John J. Mearsheimer (1947- ), politicologue à l’Université de Chicago, (lors d’une présentation à Florence, Italie, le 16 juin 2022)
« Je ne sais pas avec quelles armes la troisième guerre mondiale sera menée, mais la quatrième guerre mondiale sera faite avec des bâtons et des pierres. »
Albert Einstein (1879-1955), physicien théoricien d’origine allemande (dans une entrevue dans « Liberal Judaism », avril-mai 1949)
En plus de la persistance de la pandémie de Covid-19 et la crise climatique en cours, laquelle se doublera d’une crise énergétique, sans compter la crise migratoire qui se profile à l’horizon, le monde pourrait être confronté à deux crises additionnelles d’origine humaine dans les années à venir, à savoir une crise économique et financière majeure et une crise géopolitique découlant d’une guerre hégémonique.
I- Des déséquilibres fondamentaux dans l’économie mondiale
En effet, dans la foulée de la Grande récession de 2008-2009, d’importants déséquilibres sont apparus dans l’économie mondiale.
Premièrement, craignant une pénurie persistante de la demande globale dans les plus grandes économies industrielles (États-Unis, Europe, Japon, etc.), les banques centrales ont adopté une politique monétaire non conventionnelle, laquelle a consisté à pousser les taux d’intérêt nominaux vers zéro et les taux d’intérêt réels en territoire négatif. Une telle politique a faussé les calculs de rentabilité pour des investissements à long terme, dont certains se révéleront non profitables avec le retour à la normale des taux d’intérêt.

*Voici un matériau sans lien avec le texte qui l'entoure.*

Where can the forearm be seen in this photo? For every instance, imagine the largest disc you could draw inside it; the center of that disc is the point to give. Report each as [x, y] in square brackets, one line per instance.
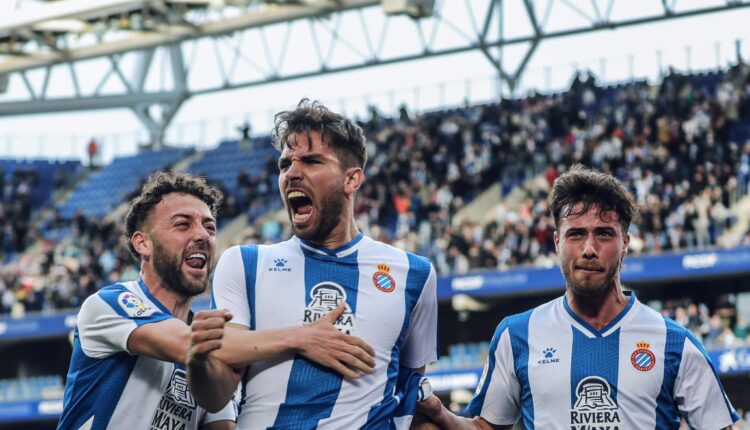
[242, 347]
[212, 383]
[166, 341]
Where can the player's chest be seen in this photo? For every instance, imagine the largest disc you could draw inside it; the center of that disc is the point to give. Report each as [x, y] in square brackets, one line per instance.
[301, 291]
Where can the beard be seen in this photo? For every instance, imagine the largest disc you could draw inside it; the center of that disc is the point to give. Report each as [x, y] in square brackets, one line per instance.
[167, 268]
[589, 287]
[331, 208]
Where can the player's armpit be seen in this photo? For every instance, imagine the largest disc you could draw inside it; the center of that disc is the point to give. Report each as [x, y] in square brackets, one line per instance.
[165, 340]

En second lieu, la pandémie mondiale de Covid-19 de 2020-2022 et les bouleversements démographiques ont provoqué un ralentissement de l’offre globale avec des pénuries d’approvisionnement et des perturbations dans les chaînes de distribution pour plusieurs matières premières et produits. De plus, dans la foulée de la pandémie, de nombreux travailleurs se sont retirés de la population active, provocant une pénurie de main-d’œuvre dans certains secteurs.

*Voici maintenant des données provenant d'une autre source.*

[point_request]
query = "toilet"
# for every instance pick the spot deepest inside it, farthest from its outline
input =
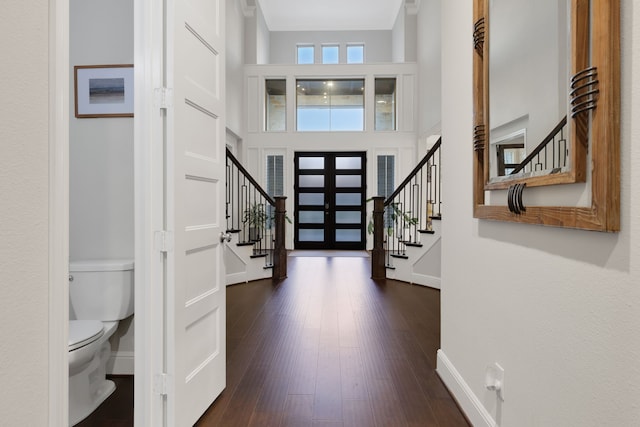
(100, 295)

En troisième lieu, une conséquence négative de la mondialisation économique et financière a été indubitablement son impact fiscal sur les budgets des gouvernements nationaux. Moins en mesure de lever des impôts sur les sociétés internationales et autres entités opérant dans leur pays, les gouvernements se sont sentis obligés d’augmenter leurs déficits budgétaires et la dette publique. Toute hausse substantielle des taux d’intérêt entraînera une crise budgétaire pour de nombreux gouvernements.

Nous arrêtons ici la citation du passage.